A Turning Point for Lafayette’s Housing Future
Why This Housing Study, and Why Now?
Lafayette has reached an important crossroads. Over the past several years, community planning efforts—spanning neighborhood revitalization. homelessness coordination, development advisory committees, public-private planning tables, and economic development strategies—have all pointed the same truth:
Lafayette needs a comprehensive, data-grounded housing study to guide the next decade of decisions.
Across every discussion, whether about infill development, workforce housing, aging neighborhoods, or affordability pressures, one theme continued to surface:
We cannot solve what we cannot clearly see.
Stakeholders across Lafayette expressed a shared need for deeper clarity:
- Are we producing the types of housing our residents actually need?
- Which neighborhoods are most vulnerable to displacement or disinvestment?
- Where can the next generation of deeply affordable or senior housing be built?
- What tools do we need to preserve affordability and attainability?
- What stands in the way of developers who want to build in the urban core?
- How do we align data across agencies for better decision-making?
For the first time, Lafayette’s private, public, nonprofit, philanthropic, and civic institutions reached a unanimous understanding:
A single, unified, citywide Housing Needs Assessment must be the next step.
How We Got Here
This effort is the culmination of two years of sustained momentum, shaped by the input of dozens of organizations and hundreds of conversations.
Fall 2024:
The first draft of the Housing Needs Assessment scope was shared with multiple local partners – including housing practitioners, Lafayette Consolidated Government’s Housing Infill Subcommittee, One Acadiana’s Urban Revitalization Committee, Creating Equitable Communities partners, Acadiana Regional Coalition on Homelessness and Housing, and the Homeless to Housed Coalition. Their feedback sharpened the vision and expanded the scope.
Early 2025:
Stakeholders asked for additional depth:
- Public housing analysis
- Voucher system evaluation
- Aging stock and lead-risk review
- Displacement concerns
- Zoning nonconformities
- Early development wins
Fourteen new scope elements were added in response.
Mid-2025 Housing partners confirmed the need for a shared roadmap grounded in:
- Hard data
- Community voice
- Market realities
- Regulatory constraints
- Culture context
- Feasibility, not just theory
This RFQ you see today is the product of that collective vision.
What This Study Will Do
The Housing Needs Assessment and Feasibility Study will provide Lafayette with its clearest picture yet of where we are, where pressures are emerging, and what levers exist to shape a strong housing future.
The study will deliver:
- A Comprehensive Understanding of the city of Lafayette’s Housing Landscape – Demographics, housing supply, affordability, cost burdens, aging stock, and housing production.
- Analysis of Housing Gaps and Vulnerabilities – Affordability gaps across income levels, displacement pressures, preservation risks, distress indicators.
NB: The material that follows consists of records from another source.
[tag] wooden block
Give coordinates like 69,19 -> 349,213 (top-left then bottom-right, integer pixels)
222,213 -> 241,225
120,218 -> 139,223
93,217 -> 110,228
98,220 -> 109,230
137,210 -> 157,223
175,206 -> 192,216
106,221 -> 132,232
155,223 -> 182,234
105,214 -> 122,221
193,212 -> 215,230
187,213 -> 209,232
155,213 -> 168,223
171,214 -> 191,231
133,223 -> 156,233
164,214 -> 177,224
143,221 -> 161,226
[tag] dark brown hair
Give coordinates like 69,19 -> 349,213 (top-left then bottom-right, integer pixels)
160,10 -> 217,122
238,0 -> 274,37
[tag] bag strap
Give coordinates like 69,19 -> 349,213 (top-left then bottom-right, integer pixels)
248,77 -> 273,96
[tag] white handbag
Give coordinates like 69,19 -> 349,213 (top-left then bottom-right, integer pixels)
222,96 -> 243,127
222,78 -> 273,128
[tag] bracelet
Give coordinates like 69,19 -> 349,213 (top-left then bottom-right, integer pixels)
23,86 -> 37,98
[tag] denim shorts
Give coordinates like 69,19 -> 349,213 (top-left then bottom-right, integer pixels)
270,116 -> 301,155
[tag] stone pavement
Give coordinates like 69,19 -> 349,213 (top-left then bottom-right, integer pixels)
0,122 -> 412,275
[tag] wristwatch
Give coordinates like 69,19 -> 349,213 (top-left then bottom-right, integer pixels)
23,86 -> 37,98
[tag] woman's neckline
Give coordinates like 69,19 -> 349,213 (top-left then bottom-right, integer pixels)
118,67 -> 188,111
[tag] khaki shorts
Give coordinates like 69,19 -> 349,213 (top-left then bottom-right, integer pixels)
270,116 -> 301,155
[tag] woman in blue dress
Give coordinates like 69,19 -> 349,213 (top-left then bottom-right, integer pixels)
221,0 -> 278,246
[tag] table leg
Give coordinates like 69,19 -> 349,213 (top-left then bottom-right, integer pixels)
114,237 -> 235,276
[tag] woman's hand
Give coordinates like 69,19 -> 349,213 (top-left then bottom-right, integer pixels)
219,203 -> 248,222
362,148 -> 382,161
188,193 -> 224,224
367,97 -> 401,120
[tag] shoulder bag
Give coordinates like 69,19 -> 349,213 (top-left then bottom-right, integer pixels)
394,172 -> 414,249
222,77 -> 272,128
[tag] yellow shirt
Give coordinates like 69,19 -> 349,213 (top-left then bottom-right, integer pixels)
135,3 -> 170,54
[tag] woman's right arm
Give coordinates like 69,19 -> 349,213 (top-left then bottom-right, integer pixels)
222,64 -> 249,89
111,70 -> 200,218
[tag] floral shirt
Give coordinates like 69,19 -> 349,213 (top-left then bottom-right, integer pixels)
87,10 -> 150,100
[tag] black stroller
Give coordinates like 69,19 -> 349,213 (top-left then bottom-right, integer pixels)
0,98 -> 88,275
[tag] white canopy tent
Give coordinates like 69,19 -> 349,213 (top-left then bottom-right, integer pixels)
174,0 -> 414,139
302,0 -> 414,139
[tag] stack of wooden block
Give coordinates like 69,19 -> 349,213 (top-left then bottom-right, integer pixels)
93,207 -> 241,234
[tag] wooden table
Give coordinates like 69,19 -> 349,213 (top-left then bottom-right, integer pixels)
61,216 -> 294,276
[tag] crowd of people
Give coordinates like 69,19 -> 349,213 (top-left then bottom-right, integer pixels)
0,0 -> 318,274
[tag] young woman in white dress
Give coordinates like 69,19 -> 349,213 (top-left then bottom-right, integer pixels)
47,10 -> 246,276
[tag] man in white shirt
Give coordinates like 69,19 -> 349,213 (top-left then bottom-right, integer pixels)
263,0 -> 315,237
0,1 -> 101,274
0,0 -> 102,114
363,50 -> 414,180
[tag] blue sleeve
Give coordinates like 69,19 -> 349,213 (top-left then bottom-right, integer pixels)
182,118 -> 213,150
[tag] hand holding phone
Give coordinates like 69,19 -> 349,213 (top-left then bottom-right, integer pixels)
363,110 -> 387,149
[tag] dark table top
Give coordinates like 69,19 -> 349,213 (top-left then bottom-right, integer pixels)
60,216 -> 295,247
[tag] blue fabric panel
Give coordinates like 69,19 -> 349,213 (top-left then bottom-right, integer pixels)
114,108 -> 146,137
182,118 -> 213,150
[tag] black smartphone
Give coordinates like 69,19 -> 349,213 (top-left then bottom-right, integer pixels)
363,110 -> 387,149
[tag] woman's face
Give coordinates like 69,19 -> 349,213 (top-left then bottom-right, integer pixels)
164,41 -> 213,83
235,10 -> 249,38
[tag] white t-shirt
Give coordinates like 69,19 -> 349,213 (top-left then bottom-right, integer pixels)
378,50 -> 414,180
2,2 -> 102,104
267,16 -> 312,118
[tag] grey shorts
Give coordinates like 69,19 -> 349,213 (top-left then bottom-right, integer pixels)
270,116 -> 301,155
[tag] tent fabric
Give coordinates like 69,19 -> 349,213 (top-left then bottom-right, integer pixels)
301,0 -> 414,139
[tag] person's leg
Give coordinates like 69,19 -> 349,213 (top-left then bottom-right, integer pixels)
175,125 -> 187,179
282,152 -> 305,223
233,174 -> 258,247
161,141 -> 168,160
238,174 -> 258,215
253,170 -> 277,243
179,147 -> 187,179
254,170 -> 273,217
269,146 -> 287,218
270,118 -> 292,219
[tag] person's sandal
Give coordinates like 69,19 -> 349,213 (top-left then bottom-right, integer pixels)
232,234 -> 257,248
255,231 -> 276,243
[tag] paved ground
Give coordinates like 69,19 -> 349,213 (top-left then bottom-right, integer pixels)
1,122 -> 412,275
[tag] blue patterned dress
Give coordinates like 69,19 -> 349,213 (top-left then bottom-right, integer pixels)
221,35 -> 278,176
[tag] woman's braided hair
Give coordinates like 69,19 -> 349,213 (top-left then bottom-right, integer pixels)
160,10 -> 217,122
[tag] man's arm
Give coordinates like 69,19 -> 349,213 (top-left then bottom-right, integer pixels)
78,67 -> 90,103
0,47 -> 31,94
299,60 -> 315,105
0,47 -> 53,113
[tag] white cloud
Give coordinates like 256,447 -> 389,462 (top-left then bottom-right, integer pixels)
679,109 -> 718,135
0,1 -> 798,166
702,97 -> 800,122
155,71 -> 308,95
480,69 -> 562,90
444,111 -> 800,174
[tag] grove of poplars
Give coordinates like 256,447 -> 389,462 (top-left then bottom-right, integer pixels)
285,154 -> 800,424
- Geographic and Spatial Insight – Housing distribution, opportunity access, environmental risk, and neighborhood-level mapping.
- Feasibility Study of Priority Development Opportunities – Deeply affordable, supportive, workforce, senior, and mixed-income opportunities-paired with financial feasibility and zoning review.
- Policy and Program Recommendations – Tools to expand housing choice, mitigate displacement, support “small-scale and beyond” development, and provide early wins.
Request for Qualifications
Who Should Apply
We welcome responses from firms with expertise in:
- Housing market research & policy analysis
- Urban planning & community development
- Market analysis & financial modeling
- GIS mapping & spatial analytics
- Stakeholder engagement
- Feasibility studies across housing types
- Louisiana or Southern regional housing dynamics
A Collaborative Effort
The RFQ will be hosted by the Community Foundation of Acadiana and contracted through the Lafayette Public Trust Financing Authority, supported by the Lafayette Housing Partnership – a coalition of public, private, nonprofit, civic, and philanthropic organizations
committed to aligning data, sharing resources, coordinating strategies, and building a housing system that works for all residents of Lafayette.
The partnership will support access to data, stakeholder networks, and institutional knowledge throughout the study.
This is not just a study.
It is the beginning of a new chapter – one where housing policy, development, public finance, and neighborhood stewardship move forward together.